The present disclosure relates to concept data structures, and more specifically to forming a concept data structure which relies on a combination of text and visual data.
Conventional methods for accessing data sets have focused on tactical searches, where the user seeks to match keywords, an approach that has several shortcomings. For example, a word may have multiple meanings—such as a Volkswagen bug, a software bug, and a garden bug. A better way of accessing data sets is through the use of concept data structures, where in order to provide a fuller picture of the theme or concept synonyms, aliases, or other related/inferred data may be compiled together. However, previous concept data structures fail to account for images which may belong or be associated with the concept.
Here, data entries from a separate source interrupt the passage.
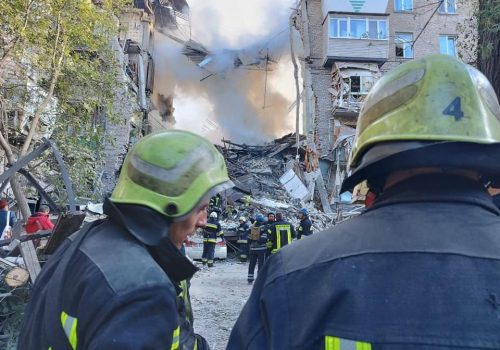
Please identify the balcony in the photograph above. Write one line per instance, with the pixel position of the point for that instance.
(356, 38)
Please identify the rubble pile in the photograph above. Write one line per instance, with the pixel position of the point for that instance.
(257, 171)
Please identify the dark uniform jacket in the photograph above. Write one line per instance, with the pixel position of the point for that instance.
(280, 233)
(420, 270)
(212, 230)
(105, 289)
(243, 232)
(304, 228)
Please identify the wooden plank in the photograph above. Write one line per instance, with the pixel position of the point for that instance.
(30, 259)
(67, 223)
(6, 263)
(320, 185)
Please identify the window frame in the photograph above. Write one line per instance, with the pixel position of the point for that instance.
(397, 36)
(448, 37)
(444, 9)
(365, 35)
(402, 2)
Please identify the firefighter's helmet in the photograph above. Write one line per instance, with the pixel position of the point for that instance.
(171, 172)
(434, 105)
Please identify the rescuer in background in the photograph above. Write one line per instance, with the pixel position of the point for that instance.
(305, 224)
(279, 234)
(420, 268)
(211, 232)
(242, 241)
(258, 248)
(118, 282)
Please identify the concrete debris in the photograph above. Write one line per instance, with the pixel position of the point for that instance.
(270, 178)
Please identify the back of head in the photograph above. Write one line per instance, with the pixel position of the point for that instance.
(259, 218)
(171, 172)
(430, 112)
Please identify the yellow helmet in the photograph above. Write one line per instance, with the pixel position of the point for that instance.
(422, 103)
(171, 171)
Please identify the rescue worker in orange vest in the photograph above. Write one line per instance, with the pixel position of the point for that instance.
(242, 241)
(279, 234)
(211, 232)
(258, 248)
(420, 268)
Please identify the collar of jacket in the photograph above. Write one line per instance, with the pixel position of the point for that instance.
(151, 229)
(437, 188)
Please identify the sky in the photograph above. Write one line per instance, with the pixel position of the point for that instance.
(232, 24)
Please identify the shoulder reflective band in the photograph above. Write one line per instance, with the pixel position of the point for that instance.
(282, 229)
(334, 343)
(175, 338)
(69, 325)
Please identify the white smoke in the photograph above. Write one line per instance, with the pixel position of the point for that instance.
(230, 103)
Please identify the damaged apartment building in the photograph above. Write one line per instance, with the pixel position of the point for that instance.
(349, 44)
(135, 51)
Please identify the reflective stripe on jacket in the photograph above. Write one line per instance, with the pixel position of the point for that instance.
(418, 270)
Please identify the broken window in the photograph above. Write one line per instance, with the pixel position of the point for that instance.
(358, 28)
(338, 28)
(377, 29)
(404, 45)
(361, 85)
(448, 6)
(403, 5)
(447, 45)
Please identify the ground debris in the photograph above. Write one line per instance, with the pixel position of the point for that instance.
(256, 171)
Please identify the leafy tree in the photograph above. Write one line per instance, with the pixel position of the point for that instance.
(64, 71)
(489, 41)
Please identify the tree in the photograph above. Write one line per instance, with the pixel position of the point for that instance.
(64, 71)
(489, 41)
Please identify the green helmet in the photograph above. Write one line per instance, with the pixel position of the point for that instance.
(433, 100)
(171, 171)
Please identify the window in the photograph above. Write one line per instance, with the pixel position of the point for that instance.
(361, 85)
(338, 28)
(403, 5)
(358, 28)
(377, 29)
(448, 6)
(404, 45)
(447, 45)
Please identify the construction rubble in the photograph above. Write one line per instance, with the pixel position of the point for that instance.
(272, 177)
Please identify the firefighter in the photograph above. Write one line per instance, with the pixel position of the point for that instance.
(305, 224)
(279, 234)
(215, 205)
(243, 229)
(211, 232)
(258, 248)
(420, 268)
(117, 282)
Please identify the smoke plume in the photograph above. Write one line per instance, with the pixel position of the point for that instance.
(226, 97)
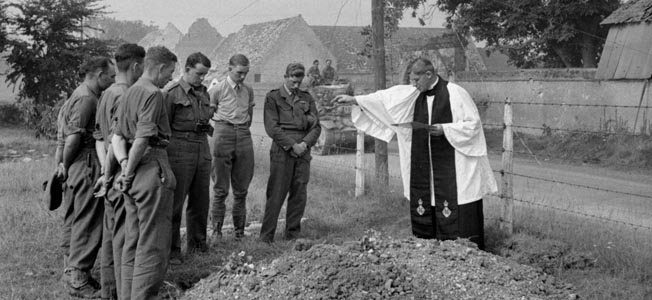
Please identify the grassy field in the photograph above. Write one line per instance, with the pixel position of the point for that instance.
(601, 261)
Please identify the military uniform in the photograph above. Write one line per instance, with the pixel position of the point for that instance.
(188, 113)
(289, 119)
(233, 152)
(82, 230)
(114, 213)
(148, 203)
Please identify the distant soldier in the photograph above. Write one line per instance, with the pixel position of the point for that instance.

Additional features and advantages of the disclosure will be set forth in the description that follows, and in part will be understood from the description, or can be learned by practice of the herein disclosed principles. The features and advantages of the disclosure can be realized and obtained by means of the instruments and combinations particularly pointed out in the appended claims. These and other features of the disclosure will become more fully apparent from the following description and appended claims, or can be learned by the practice of the principles set forth herein.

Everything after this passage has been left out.